When I was eighteen years old my mother died. She was 53. That was fifty years ago yesterday. Her funeral was in the little church I had grown up in. I’d like to be able to tell you that my Christian faith was a great comfort to me at the time but it wouldn’t be true. I wasn’t sure about this God who could let such a thing happen.
So later during my long ministry I had heartfelt sympathy with people for whom God seemed absent during a time of great grief. I know what it is like to be so grief-stricken that you can barely function. And sometimes the church makes it harder for grieving people by offering cheerful comfort that really isn’t helpful.
On top of that when God seems absent or remote one can feel guilty that one doesn’t have a stronger, more heroic faith in the face of adversity.
The psalm portion for today acknowledges this reality of being in a comfortless time in one’s life. The Psalmist admits: “My soul refuses to be comforted.”

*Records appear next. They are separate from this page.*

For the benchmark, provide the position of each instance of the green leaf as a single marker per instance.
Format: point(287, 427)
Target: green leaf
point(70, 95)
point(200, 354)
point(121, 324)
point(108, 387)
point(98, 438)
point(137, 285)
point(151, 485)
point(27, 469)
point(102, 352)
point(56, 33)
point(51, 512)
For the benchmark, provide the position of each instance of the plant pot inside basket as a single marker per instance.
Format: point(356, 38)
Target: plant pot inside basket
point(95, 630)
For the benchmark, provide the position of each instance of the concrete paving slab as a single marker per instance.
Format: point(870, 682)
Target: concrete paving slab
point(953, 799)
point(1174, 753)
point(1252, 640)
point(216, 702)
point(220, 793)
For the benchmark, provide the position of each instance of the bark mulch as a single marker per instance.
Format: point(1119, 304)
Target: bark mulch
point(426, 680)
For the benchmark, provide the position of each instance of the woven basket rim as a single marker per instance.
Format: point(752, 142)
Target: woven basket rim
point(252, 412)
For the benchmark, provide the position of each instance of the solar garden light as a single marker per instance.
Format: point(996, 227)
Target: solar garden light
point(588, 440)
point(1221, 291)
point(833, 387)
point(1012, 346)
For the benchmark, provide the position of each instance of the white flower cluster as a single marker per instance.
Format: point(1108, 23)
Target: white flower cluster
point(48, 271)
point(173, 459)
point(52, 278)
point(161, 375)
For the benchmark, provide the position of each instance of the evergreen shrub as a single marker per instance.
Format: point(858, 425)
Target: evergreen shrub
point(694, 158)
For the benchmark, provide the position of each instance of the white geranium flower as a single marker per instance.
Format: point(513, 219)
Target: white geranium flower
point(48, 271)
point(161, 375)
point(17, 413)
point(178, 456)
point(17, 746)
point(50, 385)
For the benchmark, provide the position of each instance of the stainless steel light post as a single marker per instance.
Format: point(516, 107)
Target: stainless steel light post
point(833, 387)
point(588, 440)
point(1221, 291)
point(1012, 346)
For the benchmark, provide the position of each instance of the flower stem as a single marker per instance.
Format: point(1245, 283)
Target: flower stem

Certainly the people of ancient Israel had plenty of opportunities to feel God had abandoned them. The wisdom of the faith expressed in this psalm is that even in their roughest of rough patches they remained in conversation with their God. That is why so many of the psalms are complaints or laments. They keep asking, “Where are you God?”
But they never stop asking, questioning, calling, seeking, while they wait in hope for a time of comfort.
Prayer. Jesus promised he would never leave us comfortless. Stay close, O God, even when our souls refuse to be comforted, and give us patience and hope.